It's not often that with "stoopid" movies this somewhat risky comic strategy pays off — but when it does, as with "Zoolander," it's a thing of beauty. Really.

At times, this silly comedy is laugh-out-loud funny, and there's a lot more wit than you'd ever have believed from watching the trailers and TV spots. (In particular, there are specific references to and jokes about both "2001: A Space Odyssey" and the "Godfather" movies, as well as the original "Star Trek" TV series, for which you need at least a rudimentary knowledge of cinema or television to appreciate them.)

As far as the story is concerned, it revolves around the title character, Derek Zoolander (Ben Stiller, reprising a part he created as a one-shot for the 1996 "VH-1/Vogue Fashion Awards Show").

Though he's not the sharpest knife in the drawer, Derek is on top of the world, having become the world's most coveted male model. But that's about to end.
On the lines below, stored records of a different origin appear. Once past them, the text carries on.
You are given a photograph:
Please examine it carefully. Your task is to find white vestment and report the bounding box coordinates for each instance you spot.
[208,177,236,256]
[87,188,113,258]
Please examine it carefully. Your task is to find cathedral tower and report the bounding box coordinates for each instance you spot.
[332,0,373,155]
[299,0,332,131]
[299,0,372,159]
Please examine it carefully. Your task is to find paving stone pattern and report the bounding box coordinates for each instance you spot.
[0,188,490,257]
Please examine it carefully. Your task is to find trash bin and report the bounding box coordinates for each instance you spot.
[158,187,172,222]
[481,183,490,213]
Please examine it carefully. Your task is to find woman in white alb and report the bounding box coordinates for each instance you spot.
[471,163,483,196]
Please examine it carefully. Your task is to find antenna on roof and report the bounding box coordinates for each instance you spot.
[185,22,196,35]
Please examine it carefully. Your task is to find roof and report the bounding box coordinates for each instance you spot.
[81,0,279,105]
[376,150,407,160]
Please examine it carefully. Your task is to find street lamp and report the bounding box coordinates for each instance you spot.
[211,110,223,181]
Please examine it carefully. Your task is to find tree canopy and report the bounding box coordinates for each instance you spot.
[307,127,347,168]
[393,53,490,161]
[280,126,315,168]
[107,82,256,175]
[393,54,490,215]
First, he loses the coveted Male Model of the Year Award to his archnemesis, extreme-sports fanatic and all-around-oddball Hansel (Owen Wilson). Then, he loses his best friends in a freak accident. And when the dispirited and disillusioned model limps home — to New Jersey's coal-mining country (don't ask) — he's rebuffed by his disapproving father (Jon Voight).
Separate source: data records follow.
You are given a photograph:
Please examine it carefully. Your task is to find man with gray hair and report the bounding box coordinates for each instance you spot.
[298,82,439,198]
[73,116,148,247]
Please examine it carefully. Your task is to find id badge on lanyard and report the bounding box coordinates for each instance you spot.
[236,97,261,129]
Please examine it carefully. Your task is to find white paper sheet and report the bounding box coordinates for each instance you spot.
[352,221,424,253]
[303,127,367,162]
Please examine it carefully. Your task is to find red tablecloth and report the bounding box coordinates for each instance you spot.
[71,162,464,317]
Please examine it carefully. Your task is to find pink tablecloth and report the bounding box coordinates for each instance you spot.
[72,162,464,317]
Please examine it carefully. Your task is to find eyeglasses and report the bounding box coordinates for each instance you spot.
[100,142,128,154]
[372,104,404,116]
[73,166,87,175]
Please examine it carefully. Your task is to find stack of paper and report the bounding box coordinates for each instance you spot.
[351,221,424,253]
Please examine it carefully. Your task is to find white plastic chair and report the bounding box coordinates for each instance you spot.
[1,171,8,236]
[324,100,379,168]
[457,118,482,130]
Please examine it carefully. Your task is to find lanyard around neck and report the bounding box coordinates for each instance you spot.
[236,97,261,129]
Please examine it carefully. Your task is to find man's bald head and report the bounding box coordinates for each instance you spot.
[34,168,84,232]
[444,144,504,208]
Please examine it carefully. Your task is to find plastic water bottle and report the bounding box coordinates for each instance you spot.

But just when he thinks he's reached rock bottom, Derek bounces back, winning the position of spokesmodel for the new clothing line by eccentric designer Mugatu (Will Ferrell). As it turns out, though, Mugatu is secretly brainwashing him to become an assassin.
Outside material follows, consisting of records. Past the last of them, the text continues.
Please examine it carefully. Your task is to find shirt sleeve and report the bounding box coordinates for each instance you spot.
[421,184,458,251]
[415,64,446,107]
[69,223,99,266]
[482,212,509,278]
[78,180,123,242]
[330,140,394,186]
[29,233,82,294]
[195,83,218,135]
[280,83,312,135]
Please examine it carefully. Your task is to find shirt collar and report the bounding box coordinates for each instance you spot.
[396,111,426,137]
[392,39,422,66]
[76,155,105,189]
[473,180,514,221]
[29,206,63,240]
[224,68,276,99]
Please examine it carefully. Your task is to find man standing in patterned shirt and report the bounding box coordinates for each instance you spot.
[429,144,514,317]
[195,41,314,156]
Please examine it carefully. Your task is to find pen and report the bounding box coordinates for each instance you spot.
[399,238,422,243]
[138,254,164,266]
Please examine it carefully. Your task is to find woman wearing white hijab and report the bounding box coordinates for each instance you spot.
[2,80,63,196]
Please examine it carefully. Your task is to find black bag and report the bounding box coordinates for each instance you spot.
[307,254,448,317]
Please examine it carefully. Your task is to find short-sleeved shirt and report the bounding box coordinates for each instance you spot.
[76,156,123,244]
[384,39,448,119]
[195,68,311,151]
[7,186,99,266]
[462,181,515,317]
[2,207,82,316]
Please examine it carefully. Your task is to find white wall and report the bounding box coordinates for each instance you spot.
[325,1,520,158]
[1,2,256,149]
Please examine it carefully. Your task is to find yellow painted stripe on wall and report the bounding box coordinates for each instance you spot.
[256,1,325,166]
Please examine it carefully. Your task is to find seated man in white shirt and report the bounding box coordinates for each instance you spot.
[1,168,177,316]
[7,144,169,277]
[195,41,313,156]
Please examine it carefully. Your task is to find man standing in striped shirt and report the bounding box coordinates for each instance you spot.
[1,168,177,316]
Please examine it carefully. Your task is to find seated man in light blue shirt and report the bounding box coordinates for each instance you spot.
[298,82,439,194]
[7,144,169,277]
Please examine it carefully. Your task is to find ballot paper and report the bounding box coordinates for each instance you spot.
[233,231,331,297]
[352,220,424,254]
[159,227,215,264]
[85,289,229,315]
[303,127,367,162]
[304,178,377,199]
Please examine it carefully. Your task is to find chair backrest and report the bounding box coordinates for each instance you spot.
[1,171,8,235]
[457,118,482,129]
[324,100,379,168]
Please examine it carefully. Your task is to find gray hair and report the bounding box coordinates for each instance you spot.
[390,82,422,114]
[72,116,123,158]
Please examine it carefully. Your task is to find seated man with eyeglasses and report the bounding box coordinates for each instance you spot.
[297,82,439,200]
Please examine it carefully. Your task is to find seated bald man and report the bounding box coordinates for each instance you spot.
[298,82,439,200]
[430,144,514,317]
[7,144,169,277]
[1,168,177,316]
Though the plot (which was co-written by Stiller and a pair of other screenwriters) may sound a bit confusing, it's actually streamlined and fairly straightforward. Even better is the fact that its mocking is never quite as mean-spirited as you'd expect in this sort of material.

Admittedly, not all of the jokes work (especially some of the cruder stuff), but director Stiller (him again) paces the film so briskly that every time there's a dud joke, you can be guaranteed there's a hysterically funny one soon to follow.

Perhaps a bit surprisingly, Stiller's Zoolander doesn't emerge as the film's funniest character. For one thing, Wilson puts in a serious bid to steal the picture, and there is a series of amusing bit parts and cameos by the likes of David Duchovny, Billy Zane, Voight and Vince Vaughn.

"Zoolander" is rated PG-13 for crude sexual humor (both verbal and sight gags), as well as some scatological humor and references, violence (martial arts, done for laughs), scattered profanity, brief sex (done for laughs) and glimpses of nude artwork. Running time: 90 minutes.